Omicidio Sarchié, al processo in cui è imputato per favoreggiamento, ricettazione e riciclaggio il catanese Santo Seminara sono stati sentiti i due figli del commerciante di pesce ucciso. Tra le domande quella se avessero riconosciuto come del padre oggetti che erano stati ritrovati nel capannone di Santo Seminara, a Castelraimondo e dove Giuseppe Farina, condannato all’ergastolo insieme al figlio Salvatore per il delitto, si sarebbe occupato di smontare il furgone di Sarchiè. Jennifer, sentita per prima al processo, che si sta svolgendo al tribunale di Macerata, ha confermato che «per prima cosa ho riconosciuto la foto di mia nonna». Quando le è stato chiesto di suo padre, ha detto «era un pilastro della mia famiglia». Tra le domande anche quella sul pesce che aveva la mattina in cui è stato ucciso (il 18 giugno 2014). Jennifer ha risposto che soprattutto lui aveva il palombo, «un pesce particolare che si acquista solo a Porto San Giorgio e che i Farina non potevano avere».
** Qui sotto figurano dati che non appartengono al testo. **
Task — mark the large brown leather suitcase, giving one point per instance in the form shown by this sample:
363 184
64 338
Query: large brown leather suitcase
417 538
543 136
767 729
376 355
Da sinistra: Jennifer Sarchiè, la madre Ave Palestini e i loro legali, gli avvocati Orlando Ruggieri e Mauro Gionni
Al processo l’accusa è sostenuta dai pm Stefania Ciccioli e Claudio Rastrelli. Seminara è assistito dagli avvocati Maila Catani e Nicola Pandolfi. I familiari del commerciante di pesce sono parte civile, assistiti dagli avvocati Orlando Ruggieri e Mauro Gionni. Pietro Sarchiè, originario di San Benedetto, era stato ucciso a colpi di pistola dopo essere stato intercettato da Giuseppe e Salvatore Farina, nel comune di Pioraco. Portato in località Valle dei Grilli di San Severino avevano cercato di bruciare il cadavere e poi lo avevano seppellito. Per la procura di Macerata il movente era la concorrenza nel mondo del commercio ambulante di pesce.